Il convient particulièrement à la viande de bœuf coupée en tranches (filet, faux-filet, entrecôte, rumsteck, tournedos), aux escalopes et aux rognons de veau, aux côtelettes de porc, de mouton ou d’agneau, ainsi qu’aux poissons entiers (sardines, harengs) ou en tranches (colin) selon la taille.
Enfin, viandes et poissons peuvent aussi être présentés en brochettes.

Certains légumes (tomates, champignons) se prêtent également à la cuisson au gril.
Une grillade peut se faire aussi bien au gaz qu’à l’électricité; suivant les appareils, l’aliment se place au-dessus ou au-dessous de la source de chaleur.
Dans ce dernier cas, la cuisson s’effectue par rayonnement.
Toutefois, les grillades les plus savoureuses se réalisent généralement sur la braise. Pour cela, nous vous recommandons d’utiliser un barbecue.

Le grill, sur lequel la viande aura été disposée, sera placé sur les braises lorsque celles-ci, bien rougies, sont recouvertes de cendres.
Le gril, très légèrement huilé, doit toujours être fortement chauffé au préalable.
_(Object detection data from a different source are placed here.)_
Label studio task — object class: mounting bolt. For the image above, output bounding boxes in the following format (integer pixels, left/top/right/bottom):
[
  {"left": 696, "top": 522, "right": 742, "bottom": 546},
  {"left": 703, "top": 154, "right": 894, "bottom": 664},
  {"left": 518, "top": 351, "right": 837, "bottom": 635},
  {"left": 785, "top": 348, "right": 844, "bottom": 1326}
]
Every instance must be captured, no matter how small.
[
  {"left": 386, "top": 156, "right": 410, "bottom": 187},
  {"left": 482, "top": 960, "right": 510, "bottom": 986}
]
Pensez à enduire d’huile également les aliments et, selon les goûts, à y parsemer des herbes aromatiques en fin de cuisson.

Comment réussir la cuisson à l’étouffée ?

C’est la méthode par laquelle les aliments cuisent à la vapeur, à feu très doux, dans un récipient bien fermé par un couvercle.
Ce mode de cuisson s’appelle également braisage. C’est l’eau de constitution des aliments (ou le peu de liquide ajouté) qui se transforme en vapeur au contact du couvercle, plus froid que le fond du récipient, puis se condense et retombe dans la préparation pour en constituer le jus de cuisson. On utilise pour cela une cocotte, de préférence en fonte émaillée avec un couvercle légèrement bombé.

Les aliments braisés sont particulièrement savoureux. Cuits en vase clos, ils conservent tout leur goût et acquièrent en outre celui des condiments ajoutés. Le temps de cuisson, variable selon la nature des aliments,’ est toujours long. On peut faire braiser des viandes (bœuf, cheval, veau, mouton) de deuxième catégorie; des volailles (poulet, canard); du poisson; des légumes frais (carottes, endives, choux, laitues, haricots verts, etc.).

Pour préparer, par exemple, une viande braisée, on procédera par étape. D’abord, on fait revenir la viande dans du beurre ou de l’huile. Ensuite, on laisse dorer les morceaux pendant quelques minutes en ajoute des condiments (ail, oignon) et un bouquet garni.
Assaisonner. Arroser avec le liquide choisi : vin, bouillon, eau. Puis, porter à ébullition, couvrir et laisser mijoter à feu modéré. A mi-cuisson, retourner délicatement la viande. Ajouter les légumes en temps voulu. Au moment de servir, disposer les aliments dans un plat creux, préalablement chauffé. Le jus, passé au tamis, se sert dans une saucière.